A Badly Named Blog


Monday, September 14th, 2009

Oh lookee here.  A lonely blog that no one updates.  Mostly I just don’t relate to it anymore.  It started when I lived (sorta) and worked in the city.  Now neither of those are true.  One nervous breakdown later and now I live in the middle of freakin’ nowhere, play humble servant and domestic diva to three skinny dogs, two fat cats, and two juvenile man-children.  The only vestiges of city life that remain are my love for vintage fashion, leopard prints, dancing and designer shoes.  Evolution of a bloggess!

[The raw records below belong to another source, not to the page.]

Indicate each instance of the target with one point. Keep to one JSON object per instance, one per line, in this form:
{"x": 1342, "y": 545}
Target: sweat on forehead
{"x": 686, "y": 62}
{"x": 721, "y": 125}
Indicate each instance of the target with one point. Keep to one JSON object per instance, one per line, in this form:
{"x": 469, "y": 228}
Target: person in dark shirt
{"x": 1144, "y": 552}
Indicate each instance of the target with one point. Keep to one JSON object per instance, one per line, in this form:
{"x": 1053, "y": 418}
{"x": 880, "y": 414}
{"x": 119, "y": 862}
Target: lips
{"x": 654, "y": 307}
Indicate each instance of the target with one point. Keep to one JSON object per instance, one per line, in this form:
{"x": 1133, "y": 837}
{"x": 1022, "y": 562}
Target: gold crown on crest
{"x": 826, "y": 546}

As such, the blog should really be called “Jenn:  Intergalactic Princess, Domestic Diva, Rural Fashionista, Glamorous Naturalist, Political Muse, Salsa Wannabe, and Generally, All-around Fabulous Girl (FG).  I’ll have to see if Beth the Web Goddess can fit that on the banner.    I can make great jewelry, and give advice on anything to anyone but myself.

For example.  One of the morning shows today ran a segment wherein the point was that olive oil is good for your hair if you have frizzy flyaways, which I do.  So I added a little EVOO to the morning routine.  When I was done, I felt like I was missing some essential ingredients, like garlic and sun-dried tomatoes.  Decidedly my hair is NOT frizzy, but I do smell like an Italian bistro, and I’m attracting white-aproned waiters with bottles of red wine.

According to my Nervous Breakdown doctor, I need to view the world more holistically.  Observe the world around me and process the details.  Today I took Skinny Dog #2 (aka Tara) and we went for a nature walk.  We observed a Very Angry Stellar’s Jay, three garter snakes and a badly groomed standard poodle.  The real zen from the walk came from picking snow berries and stomping on them.  I used to do this as a kid, and it’s still fun.  They make a quite satisfying noise when they pop underfoot.  Nature’s bubble wrap.

2 Responses to “A Badly Named Blog”

  1. Janet Stritychuk Says:

    And you didn’t bring the skull back for me?

  2. Jennifer Says:

    I can go get it – I suppose it could be a cat. Hard to tell.